Saturday, November 1st 2025

Gold Finds Stability After a Sharp Pullback

After a steep 11% correction in just two weeks, gold prices are showing early signs of recovery — yet some analysts caution that the market could still have room to fall before finding its true footing. Spot gold was last seen trading around $3,996.60 per ounce, marking a modest rebound of more than 1% on the day.

According to Bernard Dahdah, Precious Metals Analyst at Natixis, gold’s retracement has prompted a wave of bargain hunting, but investors shouldn’t mistake the bounce for the beginning of a new rally. In his latest report, Dahdah outlines three potential downside scenarios for the precious metal — and why, despite them, he doesn’t expect a full-scale collapse.

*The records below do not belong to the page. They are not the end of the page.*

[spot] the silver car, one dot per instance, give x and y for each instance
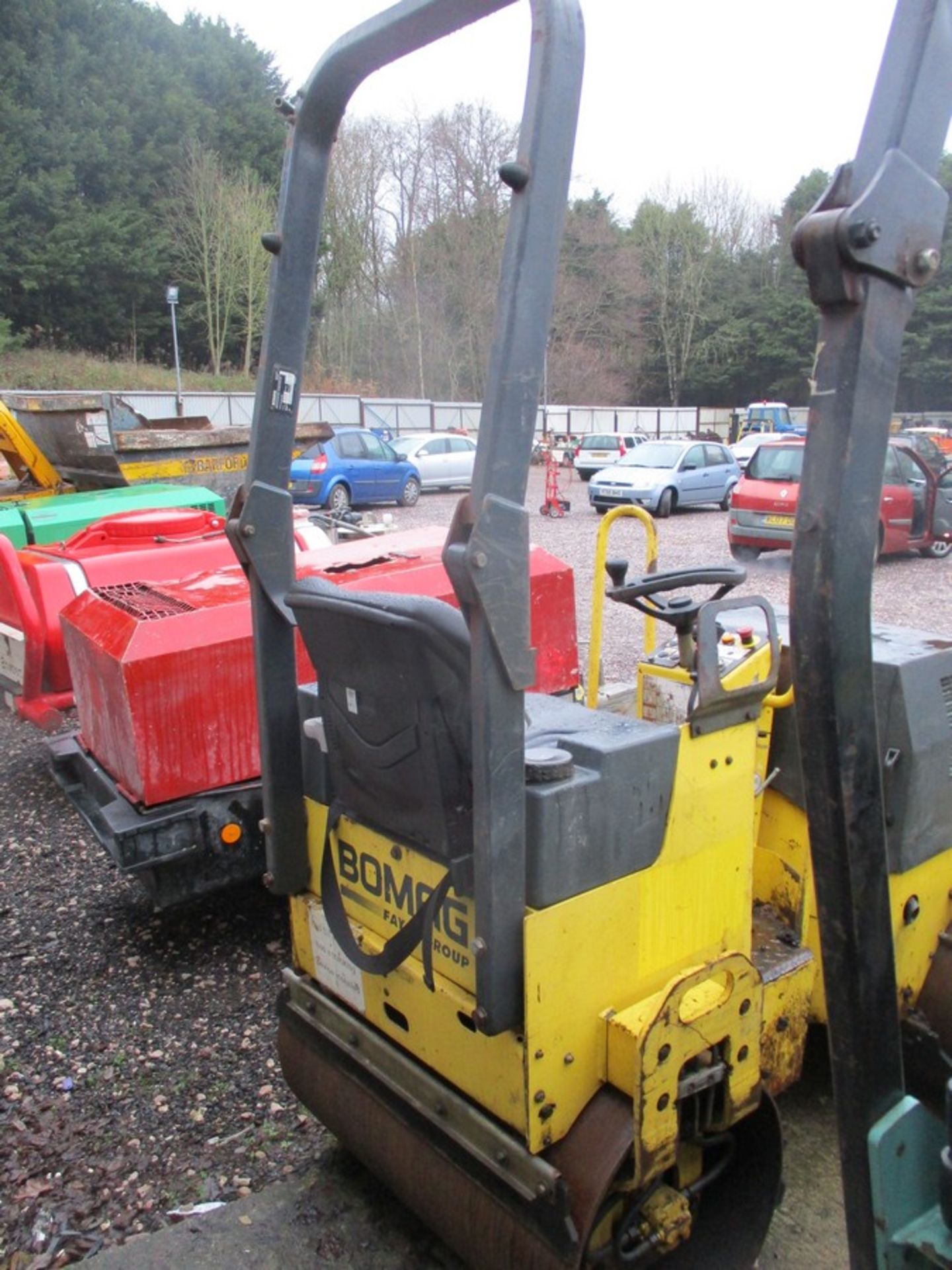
(444, 459)
(594, 451)
(662, 476)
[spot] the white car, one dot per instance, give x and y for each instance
(444, 459)
(744, 448)
(663, 476)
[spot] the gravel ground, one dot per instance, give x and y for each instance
(138, 1050)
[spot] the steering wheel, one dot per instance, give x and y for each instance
(680, 611)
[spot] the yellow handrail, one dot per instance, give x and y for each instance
(598, 592)
(779, 700)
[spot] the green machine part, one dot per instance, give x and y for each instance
(12, 525)
(38, 521)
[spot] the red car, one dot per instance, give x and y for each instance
(916, 509)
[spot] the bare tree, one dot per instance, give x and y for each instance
(252, 208)
(205, 244)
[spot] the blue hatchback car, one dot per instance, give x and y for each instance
(350, 468)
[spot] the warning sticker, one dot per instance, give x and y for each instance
(284, 384)
(334, 970)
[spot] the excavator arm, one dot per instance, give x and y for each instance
(870, 243)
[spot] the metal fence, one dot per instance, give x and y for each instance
(399, 414)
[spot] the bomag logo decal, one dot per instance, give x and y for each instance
(216, 464)
(395, 896)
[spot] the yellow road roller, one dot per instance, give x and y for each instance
(532, 987)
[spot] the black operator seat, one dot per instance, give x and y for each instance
(394, 691)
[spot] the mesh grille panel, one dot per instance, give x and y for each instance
(143, 601)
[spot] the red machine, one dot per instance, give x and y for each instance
(37, 582)
(165, 766)
(555, 503)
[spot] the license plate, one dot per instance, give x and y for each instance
(12, 652)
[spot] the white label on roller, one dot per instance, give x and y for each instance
(334, 970)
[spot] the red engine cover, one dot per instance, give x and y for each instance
(164, 675)
(154, 545)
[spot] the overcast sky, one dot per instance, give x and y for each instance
(754, 91)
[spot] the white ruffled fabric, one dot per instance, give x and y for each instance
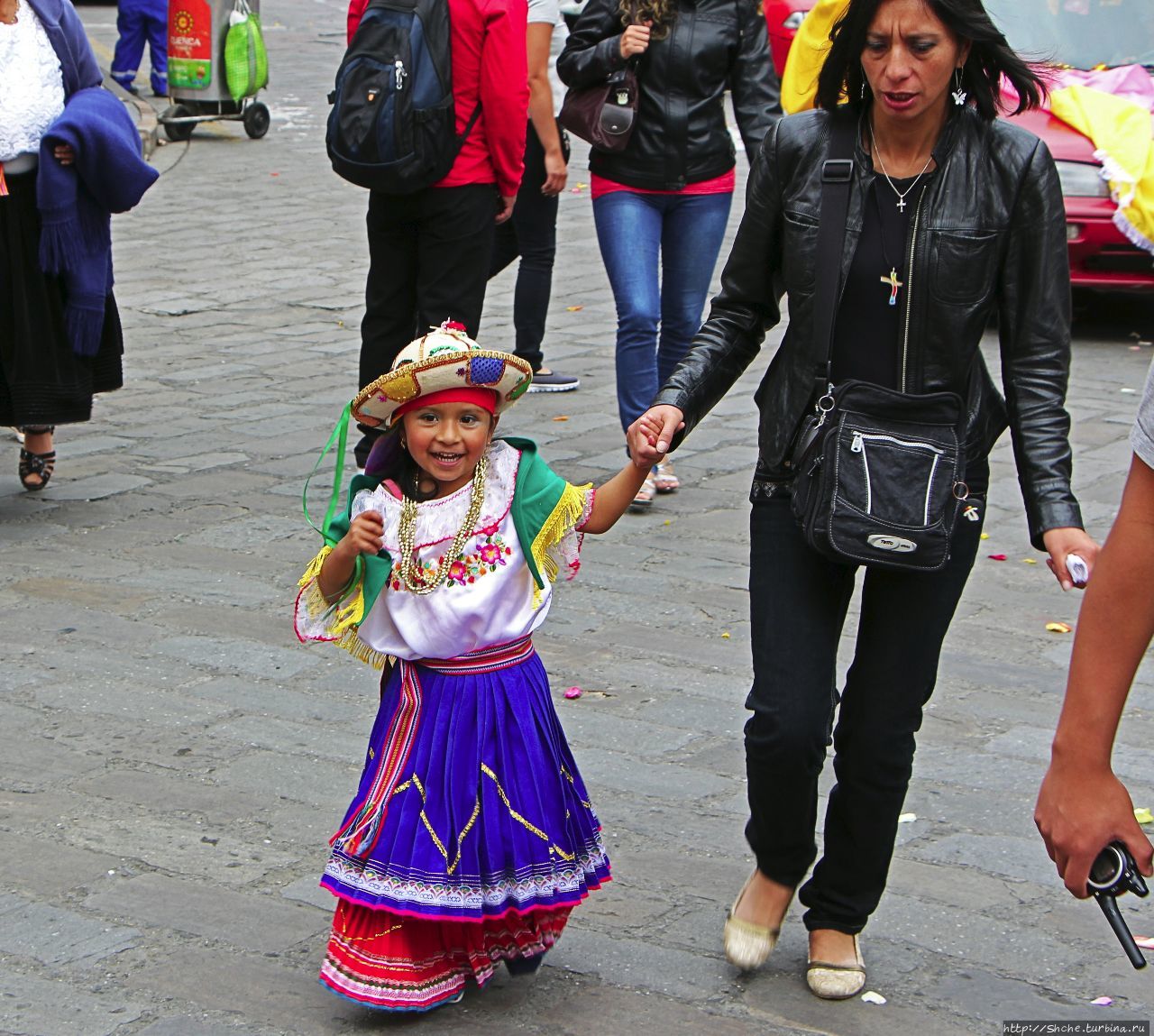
(32, 85)
(489, 597)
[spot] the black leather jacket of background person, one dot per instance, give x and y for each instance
(988, 236)
(680, 135)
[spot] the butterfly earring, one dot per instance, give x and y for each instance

Three Paths for Gold’s Price Correction

Dahdah’s analysis envisions a range of possible outcomes based on varying levels of central bank and investment demand:

  1. The Extreme Case – $2,000 Floor
    The lowest plausible level, Dahdah argues, sits just above gold’s production cost. With all-in sustaining costs for miners averaging around $1,600, a slide to roughly $2,000 per ounce would mark the ultimate support level — effectively the point at which production economics kick in to stabilize prices.
  2. Central Bank Slowdown – $2,800 Target
    A dip in central bank purchases and ETF outflows could bring gold closer to $2,800 per ounce, Dahdah suggests. With gold-backed ETFs already near record holdings, any sentiment reversal could trigger mild liquidation and price weakness.
  3. Moderate Cooling – $3,450 Zone
    In a milder scenario where central bank demand eases but investment remains firm, gold could test support around $3,450, setting a new technical baseline.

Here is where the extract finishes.